Dopo la vit­to­ria elet­to­rale di Syriza, a sini­stra si è scritto, in modo una­nime e ripe­ti­tivo, che il segreto del suo suc­cesso risie­de­rebbe nel fatto d’aver pro­mosso e finan­ziato un sistema di mutua­li­smo e di auto-organizzazione dal basso, capace di com­pen­sare le man­che­vo­lezze dello Stato. Sarà lecito chie­dersi allora come mai que­sto sistema non sia inter­ve­nuto in tale occa­sione, in modo così effi­cace da bilan­ciare l’inadeguatezza e gli errori delle istituzioni.

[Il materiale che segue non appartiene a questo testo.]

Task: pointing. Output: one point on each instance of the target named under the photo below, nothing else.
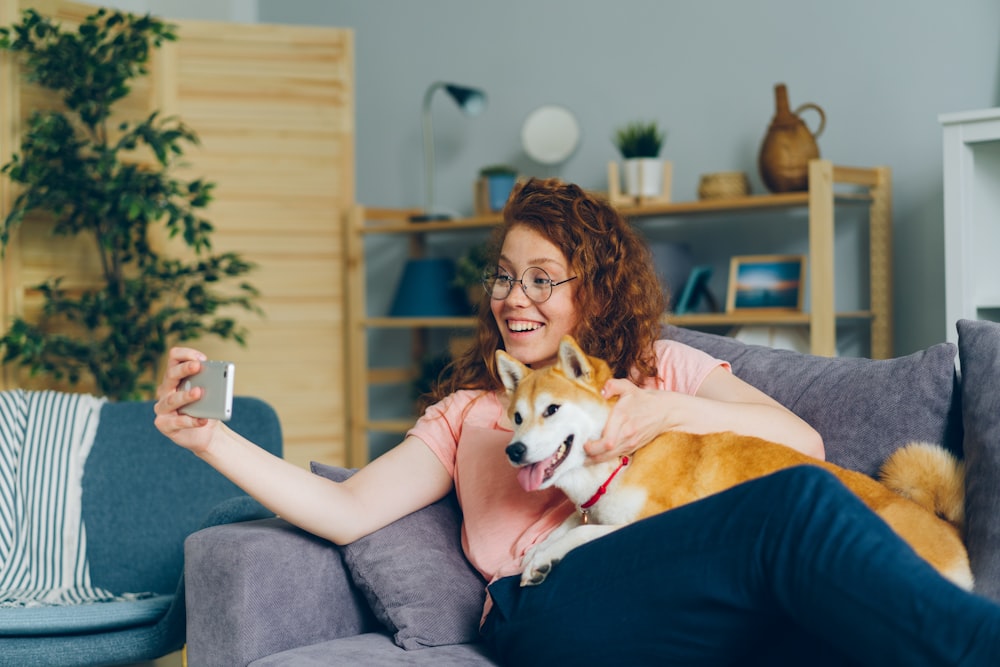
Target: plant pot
(643, 177)
(498, 188)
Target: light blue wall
(882, 70)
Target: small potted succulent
(469, 269)
(640, 143)
(499, 180)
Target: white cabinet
(971, 216)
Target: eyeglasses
(536, 283)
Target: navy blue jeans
(790, 569)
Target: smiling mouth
(533, 476)
(519, 326)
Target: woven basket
(724, 185)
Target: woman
(781, 568)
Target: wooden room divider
(273, 106)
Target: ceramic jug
(788, 146)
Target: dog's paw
(535, 572)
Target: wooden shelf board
(411, 322)
(699, 207)
(694, 319)
(390, 425)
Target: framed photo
(766, 283)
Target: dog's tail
(930, 476)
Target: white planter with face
(643, 177)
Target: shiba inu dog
(557, 409)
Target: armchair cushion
(86, 617)
(414, 575)
(979, 355)
(865, 409)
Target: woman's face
(531, 331)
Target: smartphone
(216, 380)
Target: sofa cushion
(414, 575)
(864, 409)
(979, 356)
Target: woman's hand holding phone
(176, 395)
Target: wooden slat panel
(273, 107)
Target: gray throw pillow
(414, 575)
(979, 355)
(865, 409)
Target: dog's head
(554, 411)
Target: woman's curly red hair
(619, 297)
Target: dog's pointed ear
(573, 363)
(511, 371)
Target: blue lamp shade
(426, 290)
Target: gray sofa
(265, 593)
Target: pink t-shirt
(467, 432)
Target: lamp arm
(428, 130)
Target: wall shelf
(870, 187)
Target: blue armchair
(142, 496)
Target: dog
(555, 410)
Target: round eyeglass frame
(492, 279)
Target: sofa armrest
(261, 587)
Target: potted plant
(498, 181)
(79, 173)
(469, 269)
(639, 143)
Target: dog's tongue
(530, 477)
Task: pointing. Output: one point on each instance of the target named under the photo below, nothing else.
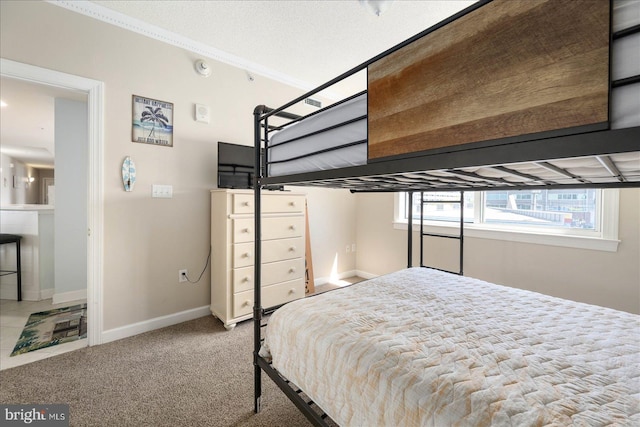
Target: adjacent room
(400, 212)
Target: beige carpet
(192, 374)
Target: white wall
(22, 192)
(609, 279)
(146, 241)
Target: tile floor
(13, 316)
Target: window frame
(604, 238)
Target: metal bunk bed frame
(508, 150)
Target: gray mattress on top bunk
(344, 144)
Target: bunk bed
(503, 95)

Certo, la Gre­cia è tra­volta, e in un momento così arduo, da un’ondata di pro­fu­ghi senza pre­ce­denti. Certo, nel campo dell’accoglienza il governo Tsi­pras ha ere­di­tato l’inettitudine dei governi pre­ce­denti e l’assenza, anche in que­sto campo, dell’Unione Euro­pea. Certo, da alcuni giorni le isti­tu­zioni gre­che cer­cano di fron­teg­giare con meno vio­lenza e inef­fi­cienza i copiosi flussi quo­ti­diani di pro­fu­ghi, dopo essere state dura­mente richia­mate dall’Unhcr e cri­ti­cate da Ong auto­re­voli come Medici senza frontiere.

Ma per­ché mai non sarebbe lecito cri­ti­care metodi quali l’ammassamento coatto di pro­fu­ghi in uno sta­dio, se assai severi fummo verso un ana­logo caso nostrano? Allor­ché, ad ago­sto del 1991, nello Sta­dio della Vit­to­ria di Bari furono inter­nati migliaia di alba­nesi –dei ven­ti­mila sbar­cati dalla nave Vlora-, esa­ge­rando si evocò addi­rit­tura il Cile di Pino­chet: lo facemmo non solo noi, del movi­mento anti­raz­zi­sta, ma per­fino Bar­bara Palom­belli, dalle colonne dellaRepub­blica.

Ancor più inap­pro­priata sarebbe l’analogia col Cile nel caso della Gre­cia demo­cra­tica di oggi, che cerca di resi­stere, pur com­piendo errori, alla mici­diale tena­glia in cui è stretta dalla Tro­jka e da un’Unione Euro­pea sem­pre più mercantile.

La Gre­cia, dun­que, merita la nostra soli­da­rietà. Ma non tale non è quella che si basa sulla rimo­zione o la cen­sura di ogni ana­lisi com­plessa, di ogni approc­cio pro­ble­ma­tico: i soli che pos­sano met­terci al riparo da delu­sioni amare e repen­tine abiure; che pos­sano con­sen­tirci, ammesso che ne siamo capaci, di svol­gere qual­che ruolo di soste­gno poli­tico alle forze di sini­stra gre­che che cer­cano di con­tra­stare il mor­ti­fero dogma dell’austerità.